On August 7, the Red Cross implemented a new blood donor eligibility assessment that doesn’t discriminate against men who have sex with men (MSM). By its own estimate, the organization facilitates about 40 percent of the donated blood supply in the United States.
The change is based on Food and Drug Administration guidance published in May. Beginning in 1985, blood drives gave an “indefinite deferment” to a number of demographics, including MSM—at least if they disclosed that sexual activity on the forms. In 2015, this lifetime ban was downgraded to a deferment of 12 months after last reported sexual encounter with MSM; then down to a three-month ban in 2020, due to a blood shortage during the COVID-19 pandemic. Now, prospective donors at Red Cross-operated blood drives will all be assessed with the same set of questions.
The estimated chance of acquiring HIV through a blood transfusion is less than one in 1.5 million, largely thanks to the advent of screening processes for blood-borne disease markers. But because these aren’t 100-percent effective, donor eligibility has long been determined by a risk questionnaire. Which has definitely not been 100-percent effective.
“Wait, you’re straight?” The nurse looked at my clothes, then back at the form I’d filled out. It also said I was 22, but apparently that wasn’t in question.
In the late 1980s, pop-up blood drives were a good hustle for a lot of street kids doing sex work in Hollywood. Every couple of months some big organization would set up in a parking lot or outside a hospital and pay out around $20 per pint, and you’d stay until they kicked you out. Then you’d drink some orange juice, change clothes if you could, and go right back under a different name.
Almost everyone in our crew was underage—I was around 13 at the time—but they never checked ID if it was obvious that you didn’t have any. They didn’t discriminate against people who injected drugs or engaged in sex work. They didn’t care whether you looked your age. The only thing that ever seemed to matter to them was whether or not you were gay.

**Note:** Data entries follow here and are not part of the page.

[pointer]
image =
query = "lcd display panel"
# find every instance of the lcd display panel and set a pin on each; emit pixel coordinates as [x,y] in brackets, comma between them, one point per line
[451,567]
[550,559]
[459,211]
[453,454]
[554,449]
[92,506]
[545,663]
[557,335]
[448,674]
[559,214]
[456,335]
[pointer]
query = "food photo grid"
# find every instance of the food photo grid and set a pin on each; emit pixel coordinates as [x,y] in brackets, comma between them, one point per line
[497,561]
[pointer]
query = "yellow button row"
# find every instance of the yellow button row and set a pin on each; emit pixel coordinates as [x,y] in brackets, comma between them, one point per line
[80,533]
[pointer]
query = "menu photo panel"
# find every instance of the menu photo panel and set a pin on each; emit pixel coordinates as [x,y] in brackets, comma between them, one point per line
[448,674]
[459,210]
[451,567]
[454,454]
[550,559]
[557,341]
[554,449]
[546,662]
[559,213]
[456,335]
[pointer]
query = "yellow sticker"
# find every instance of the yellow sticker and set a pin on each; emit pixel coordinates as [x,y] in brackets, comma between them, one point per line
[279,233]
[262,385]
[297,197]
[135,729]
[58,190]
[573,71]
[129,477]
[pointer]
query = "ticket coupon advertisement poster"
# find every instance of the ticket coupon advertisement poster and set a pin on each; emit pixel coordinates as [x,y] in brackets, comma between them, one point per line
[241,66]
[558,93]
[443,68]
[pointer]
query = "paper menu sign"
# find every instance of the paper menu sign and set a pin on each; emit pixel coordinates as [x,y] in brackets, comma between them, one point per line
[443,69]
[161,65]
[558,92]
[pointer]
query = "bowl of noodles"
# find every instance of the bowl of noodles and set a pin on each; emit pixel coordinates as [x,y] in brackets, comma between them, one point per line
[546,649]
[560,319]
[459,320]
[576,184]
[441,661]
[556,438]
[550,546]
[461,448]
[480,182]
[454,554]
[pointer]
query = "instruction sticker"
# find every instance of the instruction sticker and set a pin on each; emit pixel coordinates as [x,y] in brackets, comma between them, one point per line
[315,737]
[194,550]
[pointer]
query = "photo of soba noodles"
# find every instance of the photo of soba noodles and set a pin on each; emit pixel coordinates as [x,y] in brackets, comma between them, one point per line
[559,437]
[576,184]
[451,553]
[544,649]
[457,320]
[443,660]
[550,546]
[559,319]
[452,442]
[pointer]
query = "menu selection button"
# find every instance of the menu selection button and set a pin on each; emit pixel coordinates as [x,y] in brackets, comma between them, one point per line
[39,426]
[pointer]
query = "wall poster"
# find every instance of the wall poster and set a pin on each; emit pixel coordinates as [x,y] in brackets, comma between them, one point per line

If you did sex work, which most of us did, you showed up in the same clothes you wore on the Boulevard; there wasn’t anything else to change into. The flamboyantly gay boys would be intercepted at the door and told not to bother filling out the paperwork. The cis girls were always allowed in. I’d usually get as far as someone reading the form I’d filled out, specifically the question about sexual preference.
“Wait, this says you’re straight?” a nurse at one of the bigger drives asked me. She looked at the tight jeans I was wearing, then back at the form. The form also said I was 22, but apparently that wasn’t in question.
She told me she’d be right back and went over to a man wearing scrubs. He looked over at me while the nurse gestured in my direction saying things I couldn’t hear, and I recognized him; he was a regular. He had a Band-Aid on his arm and a sticker saying he’d donated blood. When the nurse came back she said they couldn’t take my blood, since I might have AIDS.
I never did manage to sell any blood at that age, not even once. I kept trying whenever my friends did; it was easy money compared to just about anything else. Safer, too.
I did later manage to sell blood, three times in the weeks before I learned I had HIV.
In April 1992, the FDA issued a memo outlining more robust screening processes for blood donation, which became mandated that June. As it happens, that same time period was when I did finally manage to sell some blood. I was no longer doing sex work; once my clothes and appearance changed, no one ever questioned what I wrote on the forms. I sold blood three times between April, when I turned 18, and June, when I learned I’d contracted HIV.
In 2020, when COVID pushed the FDA to shorten the deferment period from 12 months, it settled on a three-month-period because that’s about how long it takes for exposure to HIV to show up on an antibody test.
This three-month ban wasn’t just for MSM. It also applied to women who have sex with MSM—a restriction that was lifted in early 2023 alongside the one for MSM themselves. And it also applied to sex workers and injection drug users; for them, it remains in place. Over the years, blood screening processes have gotten even more thorough, but the processes of determining which people represent which risk factors still leave something to be desired.
Injection drug use isn’t even subject to the 12-month deferment anymore, but for injection drug use by association it still applies.
The only risk category that hasn’t been updated at all since 1992 is for people currently or recently incarcerated. That year, an FDA memo recommended a 12-month deferment period for anyone incarcerated in a correctional institution for more than 72 consecutive hours.
The rationale was that “incarceration in a correctional institution is associated with behaviors, such as intravenous drug abuse that indicate an increased risk of transfusion transmitted disease,” according to the Association for the Advancement of Blood & Biotherapies, the nonprofit that provides accreditation to blood banks.
Injection drug use isn’t even subject to the 12-month deferment anymore, but for injection drug use by association—for instance, getting thrown in county jail for a couple of days—it still applies.
The FDA even doubled down in 2015, codifying it as a legally binding regulation.
“We have rejected the suggestion that we leave this deferral to guidance [rather than regulation] because we concluded that this deferral is readily described and unlikely to change due to technological developments,” the agency wrote in its 2015 ruling, a few months before easing the lifetime ban on MSM that it had upheld for 30 years.